Retira-se da cidade e vai até ao mar pregar aos peixes. O padre Antonio Vieira
constata: com sua atitude, Santo Antonio foi sal da terra e sal do mar. E à
semelhança do que fez o santo, o padre Antonio Vieira disse que pregaria aos
peixes, por causa da dureza do coração dos homens.
O exemplo de Santo
Antonio como um pacificador e promotor do homem tem muito a nos ensinar, em
contraste com a realidade que hoje insiste em nos entristecer pela violência
desenfreada que arromba as portas de nossa casa, afronta a frágil segurança das
cercas elétricas, da desconfiança com o outro, dos vidros blindados que nos
encarceram.
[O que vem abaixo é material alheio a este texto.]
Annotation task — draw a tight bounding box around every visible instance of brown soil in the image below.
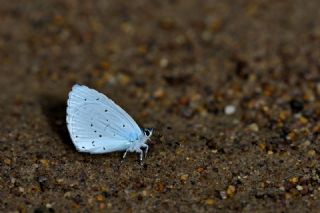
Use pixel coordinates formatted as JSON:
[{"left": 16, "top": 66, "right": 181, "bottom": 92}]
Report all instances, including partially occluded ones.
[{"left": 0, "top": 0, "right": 320, "bottom": 213}]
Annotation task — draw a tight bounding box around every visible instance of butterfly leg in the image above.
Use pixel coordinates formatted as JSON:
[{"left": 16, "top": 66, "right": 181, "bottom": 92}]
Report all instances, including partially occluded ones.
[
  {"left": 136, "top": 149, "right": 143, "bottom": 162},
  {"left": 141, "top": 143, "right": 149, "bottom": 158}
]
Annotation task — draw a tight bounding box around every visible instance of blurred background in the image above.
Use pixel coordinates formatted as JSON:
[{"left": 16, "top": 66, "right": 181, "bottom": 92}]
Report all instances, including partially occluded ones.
[{"left": 0, "top": 0, "right": 320, "bottom": 212}]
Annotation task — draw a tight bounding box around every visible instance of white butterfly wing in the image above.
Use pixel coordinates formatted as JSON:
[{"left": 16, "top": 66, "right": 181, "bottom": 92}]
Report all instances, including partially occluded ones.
[{"left": 67, "top": 85, "right": 142, "bottom": 153}]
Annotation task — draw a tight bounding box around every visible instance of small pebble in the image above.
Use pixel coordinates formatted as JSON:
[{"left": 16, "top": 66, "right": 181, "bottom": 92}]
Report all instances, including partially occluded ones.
[
  {"left": 180, "top": 174, "right": 189, "bottom": 183},
  {"left": 205, "top": 198, "right": 216, "bottom": 206},
  {"left": 290, "top": 99, "right": 303, "bottom": 113},
  {"left": 296, "top": 185, "right": 303, "bottom": 191},
  {"left": 224, "top": 105, "right": 236, "bottom": 115},
  {"left": 308, "top": 149, "right": 316, "bottom": 156},
  {"left": 289, "top": 177, "right": 299, "bottom": 183},
  {"left": 159, "top": 58, "right": 169, "bottom": 68},
  {"left": 227, "top": 185, "right": 236, "bottom": 197},
  {"left": 220, "top": 191, "right": 227, "bottom": 200},
  {"left": 4, "top": 158, "right": 11, "bottom": 165}
]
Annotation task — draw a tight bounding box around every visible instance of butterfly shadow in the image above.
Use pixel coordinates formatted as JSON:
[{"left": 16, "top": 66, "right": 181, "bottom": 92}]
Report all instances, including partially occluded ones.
[{"left": 39, "top": 94, "right": 73, "bottom": 148}]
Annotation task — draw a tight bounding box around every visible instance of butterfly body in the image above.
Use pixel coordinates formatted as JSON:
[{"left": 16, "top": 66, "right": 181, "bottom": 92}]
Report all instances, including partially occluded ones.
[{"left": 66, "top": 85, "right": 152, "bottom": 160}]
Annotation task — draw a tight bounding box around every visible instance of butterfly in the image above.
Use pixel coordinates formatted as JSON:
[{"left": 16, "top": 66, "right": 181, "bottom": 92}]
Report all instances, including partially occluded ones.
[{"left": 66, "top": 84, "right": 153, "bottom": 161}]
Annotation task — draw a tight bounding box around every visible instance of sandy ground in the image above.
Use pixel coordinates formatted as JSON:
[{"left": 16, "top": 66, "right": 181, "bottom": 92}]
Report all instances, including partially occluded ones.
[{"left": 0, "top": 0, "right": 320, "bottom": 213}]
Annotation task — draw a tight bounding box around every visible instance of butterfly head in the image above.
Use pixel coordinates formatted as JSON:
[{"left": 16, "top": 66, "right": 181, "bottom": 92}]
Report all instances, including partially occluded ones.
[{"left": 143, "top": 128, "right": 153, "bottom": 138}]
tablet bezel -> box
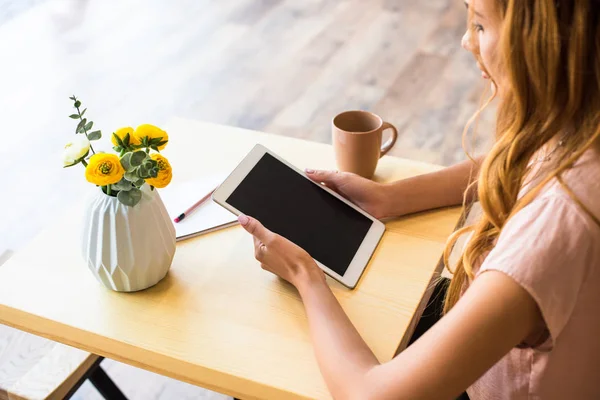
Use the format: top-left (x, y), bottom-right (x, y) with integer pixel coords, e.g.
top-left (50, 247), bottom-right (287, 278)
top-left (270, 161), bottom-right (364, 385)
top-left (212, 144), bottom-right (385, 289)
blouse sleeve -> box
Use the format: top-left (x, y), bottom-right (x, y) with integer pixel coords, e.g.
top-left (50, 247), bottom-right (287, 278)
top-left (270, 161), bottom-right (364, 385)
top-left (478, 195), bottom-right (594, 343)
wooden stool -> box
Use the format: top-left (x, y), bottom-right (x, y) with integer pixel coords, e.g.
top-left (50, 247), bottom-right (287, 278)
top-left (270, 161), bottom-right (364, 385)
top-left (0, 325), bottom-right (126, 400)
top-left (0, 251), bottom-right (127, 400)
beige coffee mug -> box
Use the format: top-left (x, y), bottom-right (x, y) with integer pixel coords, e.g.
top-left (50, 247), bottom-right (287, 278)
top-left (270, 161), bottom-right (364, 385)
top-left (332, 111), bottom-right (398, 179)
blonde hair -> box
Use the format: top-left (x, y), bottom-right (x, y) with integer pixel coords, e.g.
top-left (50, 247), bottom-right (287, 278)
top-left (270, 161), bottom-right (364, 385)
top-left (444, 0), bottom-right (600, 312)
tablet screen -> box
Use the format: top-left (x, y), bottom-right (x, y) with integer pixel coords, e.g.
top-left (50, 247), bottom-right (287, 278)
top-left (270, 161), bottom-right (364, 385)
top-left (227, 153), bottom-right (372, 276)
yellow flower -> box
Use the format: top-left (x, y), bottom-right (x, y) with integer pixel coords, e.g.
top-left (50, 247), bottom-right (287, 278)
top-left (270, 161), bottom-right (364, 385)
top-left (110, 126), bottom-right (140, 146)
top-left (146, 153), bottom-right (173, 188)
top-left (133, 124), bottom-right (169, 150)
top-left (85, 153), bottom-right (125, 186)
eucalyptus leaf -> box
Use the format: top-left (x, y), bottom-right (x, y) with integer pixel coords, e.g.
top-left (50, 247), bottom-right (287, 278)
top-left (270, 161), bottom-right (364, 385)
top-left (117, 188), bottom-right (142, 207)
top-left (113, 132), bottom-right (125, 147)
top-left (131, 151), bottom-right (146, 167)
top-left (88, 131), bottom-right (102, 140)
top-left (124, 168), bottom-right (140, 182)
top-left (137, 165), bottom-right (150, 179)
top-left (77, 118), bottom-right (87, 132)
top-left (121, 153), bottom-right (131, 171)
top-left (63, 160), bottom-right (81, 168)
top-left (112, 178), bottom-right (133, 192)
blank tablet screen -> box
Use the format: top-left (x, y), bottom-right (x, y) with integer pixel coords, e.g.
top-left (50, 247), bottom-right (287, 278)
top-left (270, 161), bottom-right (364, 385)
top-left (227, 153), bottom-right (372, 276)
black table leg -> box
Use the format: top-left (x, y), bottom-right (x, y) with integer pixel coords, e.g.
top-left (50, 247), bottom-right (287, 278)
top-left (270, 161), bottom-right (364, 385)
top-left (88, 366), bottom-right (127, 400)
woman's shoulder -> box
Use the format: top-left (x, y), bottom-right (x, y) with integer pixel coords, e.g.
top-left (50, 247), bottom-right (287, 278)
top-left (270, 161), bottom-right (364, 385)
top-left (534, 149), bottom-right (600, 234)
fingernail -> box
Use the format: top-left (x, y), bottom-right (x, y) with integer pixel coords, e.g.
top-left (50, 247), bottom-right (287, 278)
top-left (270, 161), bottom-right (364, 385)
top-left (238, 214), bottom-right (250, 226)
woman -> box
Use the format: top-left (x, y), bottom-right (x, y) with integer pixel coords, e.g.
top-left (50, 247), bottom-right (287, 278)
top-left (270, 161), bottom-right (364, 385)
top-left (240, 0), bottom-right (600, 400)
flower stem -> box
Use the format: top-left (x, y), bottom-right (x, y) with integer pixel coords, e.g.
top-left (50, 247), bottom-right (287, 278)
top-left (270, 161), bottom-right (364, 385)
top-left (75, 100), bottom-right (96, 154)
Violência multiforme, variada, banal, renitente e produtora de toda
sorte de dor e impotência.
O compromisso de
Santo Antônio com o servir nos alerta contra o presente fragmentado e de
individualidades absolutas que, à semelhança de um gigante de pés de barro, não
possuem firme sustentação, posto que humanas potências caem e se esfacelam em
silêncio, destruídas pela hybris ou pelo autoengano de que tudo podemos.
A dedicação de
Santo Antonio à família humana sugere que, mesmo num tempo de relações
virtuais, aquela é ainda nosso refúgio mais fecundo. Nela é possível sermos um
pouco mais nós mesmos, assim como é ali que podemos ser acudidos de nossas
mazelas. Trata-se da organização que ainda sustenta nossa sociedade,
proporcionando a formação básica que ainda lhe dá uma forma e feição
humanizada.
Considerado um
taumaturgo ou homem com dons de operar milagres, Santo Antonio, com seu exemplo,
certamente pode nos inspirar a buscar em nossos dons e princípios esquecidos o
miraculoso resultado que nasce quando, anulados nossos egos carregados de
interesse pessoal, permitimos frutificar nosso melhor, tantas vezes escondido
debaixo de crostas da alienação do amor de Deus e das insípidas formações
acadêmicas que não servem para servir, mas para galgar postos que nos trazem
tão somente bens materiais. Nada contra o merecido prêmio pelo esforço, a
recompensa do trabalho, o bem estar material e financeiro, apenas que não nos
esqueçamos do privilégio que, sendo estes bens uma forma de poder, exigem
também enormes responsabilidades.
Que o registro da
vida de Santo Antonio e sua dedicação à família e à paz façam-nos seguir o que
alerta outro santo, o apóstolo Paulo, quando escreveu aos romanos: “Se
possível, no que depender de vós, sede pacíficos para com todos os homens”.